Ontology of Virtual Nursing Presence
The article currently featured on the ANS website is titled “On Virtual Presence ,” authored by Valarie S. Grumme, MSN, RN, CCRN; Charlotte D. Barry, PhD, RN, NCSN, FAAN; Shirley C. Gordon, PhD, RN, NCSN; and Marilyn A. Ray, PhD, RN, CTN-A, FAAN. In this article the authors address the realities of maintaining a nurse-patient relationship in the context of online distant environments. While this article is featured, it is available for download at no cost, so we invite you to read the article and return here to share your comments and ideas on this timely topic!
Ms. Grumme shared this information about this work, based on her dissertation research:
My interest in virtual nursing presence evolved as an outcome of my dissertation research on the use of social media groups by persons in the transplant community. As a caring modality, nursing presence has been linked to traditional concepts of person with place, space, and time. However, advances in health care and communication technology have expanded nursing practice to nontraditional environments that preclude the physical presence of the nurse for a caring encounter. An increasing number of nurses are creating and maintaining nurse-patient relationships and practicing in a diverse range of specialties in virtual/distance environments. The question arose; can nursing presence be “real” in virtual/distance environments? To answer the question, I explored theoretical and philosophical constructs of presence from multiple disciplines, including nursing, engineering, cognitive and behavioral science, and communications.
To understand the phenomenon, I found that I first had to delve into the deep existential roots of what it means to be truly present with another. Marcel’s mystery of presence, “even if I cannot see you, if I cannot touch you, I feel that you are with me . . . ” resonated with me. In the existential writings of Buber, Marcel, Heidegger, and Levinas, the ontology of presence is interpersonal and relational; it includes interconnectivity, mutuality, intentionality, and love. Existential thought is reflected in the writings of many nurse theorists, including many attributes of presence: “being with”, “being there”, bearing witness, commitment, and love.
The next reflective question was, how can the shared intimate and interpersonal relationship of presence be manifested in a virtual environment? Virtual environments of care are supported by a technological medium, a form of interface that enables the relationship between the nurse and nursed. This concept is known as mediation. Multidisciplinary studies of virtual presence consistently describe successful perceptions of virtual presence as a sense of being immersed in the experience as if the technological medium was not there (non-mediation).
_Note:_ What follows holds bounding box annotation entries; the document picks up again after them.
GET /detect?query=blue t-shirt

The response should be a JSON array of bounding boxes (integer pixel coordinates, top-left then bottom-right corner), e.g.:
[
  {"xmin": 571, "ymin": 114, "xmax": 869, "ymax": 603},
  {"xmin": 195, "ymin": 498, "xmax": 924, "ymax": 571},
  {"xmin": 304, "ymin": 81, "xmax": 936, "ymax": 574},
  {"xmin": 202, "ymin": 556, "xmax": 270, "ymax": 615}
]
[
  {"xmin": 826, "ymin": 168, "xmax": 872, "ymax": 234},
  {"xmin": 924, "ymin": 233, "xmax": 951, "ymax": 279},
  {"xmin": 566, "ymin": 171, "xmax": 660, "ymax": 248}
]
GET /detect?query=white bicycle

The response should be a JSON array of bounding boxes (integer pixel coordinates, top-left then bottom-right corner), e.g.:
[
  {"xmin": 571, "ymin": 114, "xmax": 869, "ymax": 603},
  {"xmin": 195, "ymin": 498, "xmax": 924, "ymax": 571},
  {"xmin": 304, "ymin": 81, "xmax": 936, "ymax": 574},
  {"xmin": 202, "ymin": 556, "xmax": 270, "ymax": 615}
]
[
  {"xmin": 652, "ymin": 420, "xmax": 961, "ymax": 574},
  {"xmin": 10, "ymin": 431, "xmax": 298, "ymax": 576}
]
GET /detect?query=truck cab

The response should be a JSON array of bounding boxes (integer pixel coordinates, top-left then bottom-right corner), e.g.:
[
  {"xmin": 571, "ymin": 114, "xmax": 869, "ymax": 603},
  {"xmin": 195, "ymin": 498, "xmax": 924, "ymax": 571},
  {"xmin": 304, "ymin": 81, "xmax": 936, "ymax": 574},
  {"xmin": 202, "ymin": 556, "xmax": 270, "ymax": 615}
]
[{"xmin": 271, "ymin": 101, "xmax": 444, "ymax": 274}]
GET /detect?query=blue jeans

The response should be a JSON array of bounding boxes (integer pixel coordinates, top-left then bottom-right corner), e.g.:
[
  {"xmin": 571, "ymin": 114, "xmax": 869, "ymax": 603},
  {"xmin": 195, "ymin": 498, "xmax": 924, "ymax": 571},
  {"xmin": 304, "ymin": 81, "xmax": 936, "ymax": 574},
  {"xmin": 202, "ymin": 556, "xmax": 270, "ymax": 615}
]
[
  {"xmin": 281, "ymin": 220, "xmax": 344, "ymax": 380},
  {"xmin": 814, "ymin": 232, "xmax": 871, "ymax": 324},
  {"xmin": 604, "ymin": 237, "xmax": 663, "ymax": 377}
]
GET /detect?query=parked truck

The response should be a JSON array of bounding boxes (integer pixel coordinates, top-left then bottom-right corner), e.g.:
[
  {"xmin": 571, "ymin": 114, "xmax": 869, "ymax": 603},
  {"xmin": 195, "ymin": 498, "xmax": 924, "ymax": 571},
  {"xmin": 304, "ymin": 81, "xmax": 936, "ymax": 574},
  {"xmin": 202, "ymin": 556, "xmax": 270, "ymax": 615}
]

Sandelowski alluded to this concept as well, describing a successful telepresence intervention where the shared experience of the caring conversation seeming dissolved the technological barrier between nurse and client.
The pandimensional nature of the internet extends the healing power of nurse caring to virtual environments, allowing persons to give and gain support for their unique expressions of health patterning without the constraints of place, space, and time. The nurse artfully and intentionally utilizes the ability to recognize pattern, problem-solve, and employ both moral and emotional intelligence to provide a therapeutic and caring encounter through the technological medium supporting the nurse-patient relationship. I offer a new ontology of virtual nursing presence:
Virtual nursing presence is the unbounded and loving gift of self, manifested in the intimate, mutual, and intentional relationship of the nurse and the nursed. It is a presence that transcends place, space, and time, cocreated within the technological medium that supports the caring encounter, and can have lasting and lingering effect.
Writing this article with my esteemed colleagues was a personal journey of exploration, discovery, and appreciation of the human capacity for caring, wherever that need might be. I thank you Dr. Chinn for the opportunity to share this knowledge with others. I see advances in technology that support nurse caring as an opportunity, not a burden. Care environments continue to evolve and challenge our ability to practice effectively. Extending our capacity to care into virtual environments adds another dimension to caring practice that will only continue to grow as we explore new frontiers and futures for humanity.